Ces mouvements de populations interviennent dans un climat de détérioration de la situation humanitaire. La semaine dernière, le Comité permanent interorganisations (CPI), l'instance de coordination humanitaire la plus élevée du système des Nations Unies, a lancé un avertissement sévère au sujet de la situation au Soudan, qui a atteint un « niveau catastrophique ».
À Al Fasher, la capitale du Darfour Nord, l'intensification du conflit a laissé plus de 800.000 civils pris au piège. Les infrastructures essentielles, y compris les soins de santé, se sont effondrées. Les prix de la nourriture, de l'eau et du carburant ont grimpé en flèche, rendant ces produits de base inabordables.

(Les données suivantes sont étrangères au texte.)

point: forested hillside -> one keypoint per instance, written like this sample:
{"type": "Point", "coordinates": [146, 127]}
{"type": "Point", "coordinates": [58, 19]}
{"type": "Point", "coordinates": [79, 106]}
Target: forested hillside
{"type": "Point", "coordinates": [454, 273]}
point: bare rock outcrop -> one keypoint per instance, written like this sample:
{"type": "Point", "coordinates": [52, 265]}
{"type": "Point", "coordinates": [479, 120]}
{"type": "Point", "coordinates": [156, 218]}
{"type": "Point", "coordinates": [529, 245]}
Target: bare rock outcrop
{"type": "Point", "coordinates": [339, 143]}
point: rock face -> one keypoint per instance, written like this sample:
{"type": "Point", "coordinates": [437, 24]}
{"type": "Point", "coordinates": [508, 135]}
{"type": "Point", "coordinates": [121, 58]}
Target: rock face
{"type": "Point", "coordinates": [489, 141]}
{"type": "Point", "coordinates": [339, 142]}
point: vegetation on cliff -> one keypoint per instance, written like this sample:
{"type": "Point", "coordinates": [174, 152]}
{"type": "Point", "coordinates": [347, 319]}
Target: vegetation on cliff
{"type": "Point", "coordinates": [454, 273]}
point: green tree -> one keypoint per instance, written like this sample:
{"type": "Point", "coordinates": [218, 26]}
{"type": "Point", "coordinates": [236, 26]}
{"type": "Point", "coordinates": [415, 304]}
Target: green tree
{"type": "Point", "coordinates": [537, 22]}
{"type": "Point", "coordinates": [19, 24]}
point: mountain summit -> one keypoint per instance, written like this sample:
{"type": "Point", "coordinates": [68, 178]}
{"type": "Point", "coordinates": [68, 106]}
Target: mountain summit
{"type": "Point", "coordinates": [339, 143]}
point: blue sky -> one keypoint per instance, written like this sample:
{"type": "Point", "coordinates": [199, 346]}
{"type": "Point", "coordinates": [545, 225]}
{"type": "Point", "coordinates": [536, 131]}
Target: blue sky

« Les routes cruciales d'Al Fasher sont bloquées, empêchant les civils d'atteindre des zones plus sûres, tout en limitant la quantité de nourriture et d'autres aides humanitaires arrivant dans la ville » a ajouté Othman Belbeisi, Directeur régional de l'OIM pour le Moyen-Orient et l'Afrique du Nord, relevant l'urgence d'un « arrêt immédiat des combats et la garantie d'un accès humanitaire sans entrave ».
Une multiplication par trois du nombre de migrants effectuant des voyages périlleux
En écho à ces inquiétudes, le Chef de mission de l'OIM dans ce pays s'est préoccupé de la situation à Al Fasher, qui est entrée « dans un nouveau chapitre alarmant », avec l'éclatement de combats dans la capitale du Darfour Nord. « Les prix de la nourriture, de l'eau et du carburant sont montés en flèche, rendant ces produits de base inabordables », a dit lors d'un point de presse à Genève, Mohamed Refaat, Chef de mission de l'OIM au Soudan.
Par ailleurs, l'OIM a rappelé que le Soudan a toujours été un pays d'origine, de transit et de destination majeur pour les migrants, au centre de multiples routes migratoires dans la région. En 2023, l'OIM a enregistré une multiplication par trois du nombre de Soudanais effectuant des voyages périlleux hors de leur pays.
« Ils empruntent les dangereux couloirs de migration irrégulière vers la Libye, la Tunisie et l'Europe. A l'heure où nous parlons, des rapports non confirmés font état d'environ 2.000 familles bloquées dans des conditions difficiles, y compris des migrants entre les frontières de l'Egypte, de la Libye et du Soudan », a ajouté M. Refaat.
L'effondrement du système de santé
Pour sa part, l'Agence sanitaire mondiale de l'ONU a souligné que le système de santé au Soudan s'effondre. Dans les zones difficiles d'accès, moins de 30 % des établissements de santé fonctionnaient encore.
Selon l'Organisation mondiale de la santé (OMS), environ 65 % de la population soudanaise n'a pas accès aux soins de santé. Seuls 25 % des fournitures médicales nécessaires sont disponibles dans le pays.
Au moins deux tiers des États connaissent des épidémies simultanées. « Plus de 11.000 cas de choléra ont été signalés, ainsi que des épidémies de paludisme et de dengue », a déclaré à Genève, Christian Lindmeier, porte-parole de l'OMS.
En outre, l'OMS est particulièrement préoccupée par les personnes qui n'ont pas accès aux soins médicaux nécessaires pour leurs maladies chroniques, telles que le diabète, l'hypertension, les maladies cardiaques et l'insuffisance rénale. Par ailleurs, l'OMS a soutenu les campagnes de vaccination contre la rougeole, le choléra et la poliomyélite, tout en apportant son soutien à la lutte contre la malnutrition.